Do you really need to know?

As a developer I have a large number of side-projects, many of which will never get finished, and recently I have been thinking a lot about the people that use them. More to the point, how I don't care who uses them. It's a strange counter-productive model for an entrepreneur to not want to know their market audience, but I think I draw the line right there, at 'market'. By definition, a market is a place where buyers and sellers can meet to facilitate the exchange or transaction of goods and services and this is all I need to know, that my market exists. I don't need to know who they are, just that they are there and have the potential to benefit from my service.

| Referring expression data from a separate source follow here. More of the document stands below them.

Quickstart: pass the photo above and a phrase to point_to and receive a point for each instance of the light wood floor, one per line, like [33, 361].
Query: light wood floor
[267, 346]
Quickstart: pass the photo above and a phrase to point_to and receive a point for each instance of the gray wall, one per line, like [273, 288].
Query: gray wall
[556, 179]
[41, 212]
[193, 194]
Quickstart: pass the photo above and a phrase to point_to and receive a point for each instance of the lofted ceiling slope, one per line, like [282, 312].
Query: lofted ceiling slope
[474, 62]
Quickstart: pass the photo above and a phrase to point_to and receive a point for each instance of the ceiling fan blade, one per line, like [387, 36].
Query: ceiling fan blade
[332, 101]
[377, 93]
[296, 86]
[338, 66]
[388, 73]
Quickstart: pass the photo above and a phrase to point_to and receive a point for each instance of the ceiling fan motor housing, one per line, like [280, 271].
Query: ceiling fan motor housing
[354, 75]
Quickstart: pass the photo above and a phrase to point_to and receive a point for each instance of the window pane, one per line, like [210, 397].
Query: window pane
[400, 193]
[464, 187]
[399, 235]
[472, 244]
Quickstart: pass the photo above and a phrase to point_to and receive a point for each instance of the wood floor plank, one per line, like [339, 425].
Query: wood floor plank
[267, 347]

This doesn't mean you don't need data, it's useful to see what features are most used, error rates and perhaps the most active time period so you know not to schedule downtime during it, and if we're being honest, that's it. Personally, I like to collect as much data as possible about my product, but not the people using it, and I think it's good to define this clear difference. I don't care that John White from the US who is 34 uploaded a new image, but I do care whether that image was uploaded successfully, so that's all I'll check. Debugging is probably slightly harder as I would not save the photo, but error messages are useful and 99% of the time it's probably a logic error or unusual use-case that I didn't plan for and nothing to do with the image itself. For that 1%, I'll see if I can reproduce it, if not, oh well, it's 1%.

What if I have a big project and that 1% error rate correlates to 100 errors a day? In all honesty, if this is the case, it should be easy to reproduce. Don't invade people's privacy for the what-ifs, ask for permission when you need to collect the data.

On a side note, allowing users to find their data is also important, I go as far as to tell them who I hire my server from and the physically location of it. I do this in what I would describe as a very unique way - I point all of my IP addresses to a simple HTML page with a lot of information. An example being on a reverse IP lookup domain 5-39-70-146.ipv4.postal-service.org. It lists what my server is used for, how to access their data stored on it regardless of policies in operation by other websites or services using the server along with other things such as backup retention times and contact information. I even list the number of people who have sudo privileges. If you're asking why I offer the ability for a user to be deleted from a service even if it's not stated in that service's policy, it's because they have a legal right to in a number of locations, and I personally think it's human right.

Hopefully this sparked some thoughts into how you collect data, and how easy you make it for one of your users to not only access their data, but find out how it's used.

Stay safe,

👋 Bailey